A presidente da Embrapa, Silvia Massruhá, assinou nesta segunda-feira (23) um memorando de entendimento com a Rural Development Administration (RDA), agência de pesquisa da Coreia do Sul, para fortalecer a cooperação científica e tecnológica nas áreas de agricultura, recursos naturais e desenvolvimento sustentável. O acordo amplia o intercâmbio em temas estratégicos como mudanças climáticas, bioeconomia, biotecnologia, agricultura digital e de precisão, inteligência artificial, sistemas de produção animal e vegetal, segurança alimentar, nutrição, saúde e desenvolvimento rural, além da formação e intercâmbio de recursos humanos.
O documento também define diretrizes sobre propriedade intelectual, uso e proteção de dados, disseminação de resultados científicos e intercâmbio de material genético, garantindo conformidade com as legislações nacionais e estabelecendo mecanismos de governança da cooperação. A iniciativa integra a agenda da comitiva presidencial brasileira à Índia e à Coreia do Sul, entre os dias 19 e 24 de fevereiro, voltada ao fortalecimento do comércio e de parcerias estratégicas.
Entre as áreas prioritárias do memorando está a fungicultura, com foco no desenvolvimento de novas linhagens de cogumelos, automação e aproveitamento de resíduos.

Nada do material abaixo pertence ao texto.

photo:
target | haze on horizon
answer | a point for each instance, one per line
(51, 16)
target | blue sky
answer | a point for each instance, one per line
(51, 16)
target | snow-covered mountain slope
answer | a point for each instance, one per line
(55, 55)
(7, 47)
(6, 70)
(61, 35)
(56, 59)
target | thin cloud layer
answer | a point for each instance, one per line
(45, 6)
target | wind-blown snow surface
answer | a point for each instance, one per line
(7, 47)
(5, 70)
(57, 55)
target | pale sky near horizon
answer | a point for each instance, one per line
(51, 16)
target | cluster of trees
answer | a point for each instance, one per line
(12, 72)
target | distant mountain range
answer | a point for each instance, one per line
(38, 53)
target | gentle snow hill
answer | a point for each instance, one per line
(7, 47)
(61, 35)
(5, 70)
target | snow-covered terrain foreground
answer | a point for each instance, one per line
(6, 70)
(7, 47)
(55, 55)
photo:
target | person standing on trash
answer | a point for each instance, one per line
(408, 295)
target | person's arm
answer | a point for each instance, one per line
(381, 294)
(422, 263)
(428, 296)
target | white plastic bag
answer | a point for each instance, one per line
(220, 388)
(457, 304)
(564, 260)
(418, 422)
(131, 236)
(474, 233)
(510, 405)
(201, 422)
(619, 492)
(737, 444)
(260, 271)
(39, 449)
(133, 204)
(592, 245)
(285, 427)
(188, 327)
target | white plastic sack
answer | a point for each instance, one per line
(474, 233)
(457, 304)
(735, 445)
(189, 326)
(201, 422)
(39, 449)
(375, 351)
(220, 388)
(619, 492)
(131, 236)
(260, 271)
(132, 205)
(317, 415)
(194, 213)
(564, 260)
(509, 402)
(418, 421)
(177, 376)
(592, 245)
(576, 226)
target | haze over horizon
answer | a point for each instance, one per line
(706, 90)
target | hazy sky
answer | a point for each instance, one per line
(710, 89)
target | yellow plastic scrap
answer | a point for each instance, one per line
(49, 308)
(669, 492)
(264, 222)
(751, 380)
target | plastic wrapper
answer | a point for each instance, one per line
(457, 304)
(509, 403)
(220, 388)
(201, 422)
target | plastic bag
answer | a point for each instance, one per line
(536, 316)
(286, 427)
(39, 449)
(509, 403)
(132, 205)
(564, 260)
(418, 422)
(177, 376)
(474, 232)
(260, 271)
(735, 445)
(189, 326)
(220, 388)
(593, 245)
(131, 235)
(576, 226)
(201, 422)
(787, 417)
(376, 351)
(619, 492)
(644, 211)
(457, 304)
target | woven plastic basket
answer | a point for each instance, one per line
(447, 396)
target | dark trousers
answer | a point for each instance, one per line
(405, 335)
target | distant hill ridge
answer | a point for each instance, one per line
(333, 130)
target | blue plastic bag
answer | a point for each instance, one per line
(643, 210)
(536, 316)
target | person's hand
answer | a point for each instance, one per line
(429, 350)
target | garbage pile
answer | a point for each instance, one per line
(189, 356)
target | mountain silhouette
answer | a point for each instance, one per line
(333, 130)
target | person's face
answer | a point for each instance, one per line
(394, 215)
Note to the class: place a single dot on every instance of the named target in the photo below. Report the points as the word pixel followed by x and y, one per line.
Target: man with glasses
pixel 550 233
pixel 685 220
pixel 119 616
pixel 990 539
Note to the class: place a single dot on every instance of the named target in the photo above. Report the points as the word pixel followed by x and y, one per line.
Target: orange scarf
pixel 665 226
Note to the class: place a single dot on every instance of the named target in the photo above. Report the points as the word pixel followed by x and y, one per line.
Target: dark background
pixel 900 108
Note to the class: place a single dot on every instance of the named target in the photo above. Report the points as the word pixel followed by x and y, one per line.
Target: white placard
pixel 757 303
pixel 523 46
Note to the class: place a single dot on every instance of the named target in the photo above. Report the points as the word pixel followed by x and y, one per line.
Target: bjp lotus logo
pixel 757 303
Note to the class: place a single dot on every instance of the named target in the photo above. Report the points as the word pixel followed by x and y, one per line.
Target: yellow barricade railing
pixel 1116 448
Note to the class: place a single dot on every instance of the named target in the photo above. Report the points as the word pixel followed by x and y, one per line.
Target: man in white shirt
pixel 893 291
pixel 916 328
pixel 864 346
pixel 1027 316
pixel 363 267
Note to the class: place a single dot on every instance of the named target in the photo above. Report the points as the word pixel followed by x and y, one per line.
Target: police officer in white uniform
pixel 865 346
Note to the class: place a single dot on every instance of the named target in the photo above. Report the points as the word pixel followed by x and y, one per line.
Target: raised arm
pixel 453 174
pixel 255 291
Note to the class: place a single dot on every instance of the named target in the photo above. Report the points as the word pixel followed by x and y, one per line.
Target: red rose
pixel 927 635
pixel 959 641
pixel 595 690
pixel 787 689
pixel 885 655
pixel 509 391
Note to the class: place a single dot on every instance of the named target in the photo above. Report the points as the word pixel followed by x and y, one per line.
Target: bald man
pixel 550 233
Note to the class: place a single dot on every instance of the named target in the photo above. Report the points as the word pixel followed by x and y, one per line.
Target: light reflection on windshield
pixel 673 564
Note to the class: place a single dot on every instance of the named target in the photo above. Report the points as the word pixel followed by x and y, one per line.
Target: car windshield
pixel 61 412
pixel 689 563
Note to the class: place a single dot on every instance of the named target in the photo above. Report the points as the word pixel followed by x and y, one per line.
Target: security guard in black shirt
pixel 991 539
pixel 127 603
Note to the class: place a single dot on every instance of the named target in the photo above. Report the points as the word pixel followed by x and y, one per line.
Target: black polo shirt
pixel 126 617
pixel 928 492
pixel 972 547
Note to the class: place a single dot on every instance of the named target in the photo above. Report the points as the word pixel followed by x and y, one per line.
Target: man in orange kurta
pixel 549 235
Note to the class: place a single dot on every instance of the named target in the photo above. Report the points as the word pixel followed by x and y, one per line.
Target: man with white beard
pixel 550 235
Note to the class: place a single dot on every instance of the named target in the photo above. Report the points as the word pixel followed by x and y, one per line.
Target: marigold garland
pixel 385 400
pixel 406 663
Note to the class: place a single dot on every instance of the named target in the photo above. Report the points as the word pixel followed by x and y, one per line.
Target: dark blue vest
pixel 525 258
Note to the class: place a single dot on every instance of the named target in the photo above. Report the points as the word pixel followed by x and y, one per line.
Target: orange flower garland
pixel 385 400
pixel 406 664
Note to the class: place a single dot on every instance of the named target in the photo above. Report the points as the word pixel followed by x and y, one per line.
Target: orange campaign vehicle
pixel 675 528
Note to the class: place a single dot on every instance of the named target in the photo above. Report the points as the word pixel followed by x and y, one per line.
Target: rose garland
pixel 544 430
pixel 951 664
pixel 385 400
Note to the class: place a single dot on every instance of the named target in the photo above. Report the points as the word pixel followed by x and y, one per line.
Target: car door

No Brasil, o plano de trabalho será conduzido pelo Laboratório de Cultivo de Cogumelos da Embrapa Recursos Genéticos e Biotecnologia, em Brasília (DF), prevendo o intercâmbio de materiais genéticos e o desenvolvimento de cultivares adaptadas às condições climáticas do país, visando maior eficiência produtiva.
O acordo inclui ainda o compartilhamento de conhecimento sobre máquinas e sistemas automatizados para produção de substratos em escala industrial, manejo do cultivo e pesquisa para prospecção e domesticação de espécies nativas com potencial econômico, medicinal, nutricional e biotecnológico. Também está previsto o aproveitamento do substrato pós-colheita para insumos biológicos, como fertilizantes e biocontroles, aplicáveis à agricultura, pecuária e aquicultura, além de programas de treinamento e intercâmbio de pesquisadores.
O memorando reforça o potencial de desenvolvimento da cadeia produtiva de cogumelos no Brasil, considerada ainda pequena, mas com crescimento anual e capacidade de gerar alimentos funcionais e sustentáveis, além de matéria-prima para bioinsumos e moléculas para a indústria farmacêutica.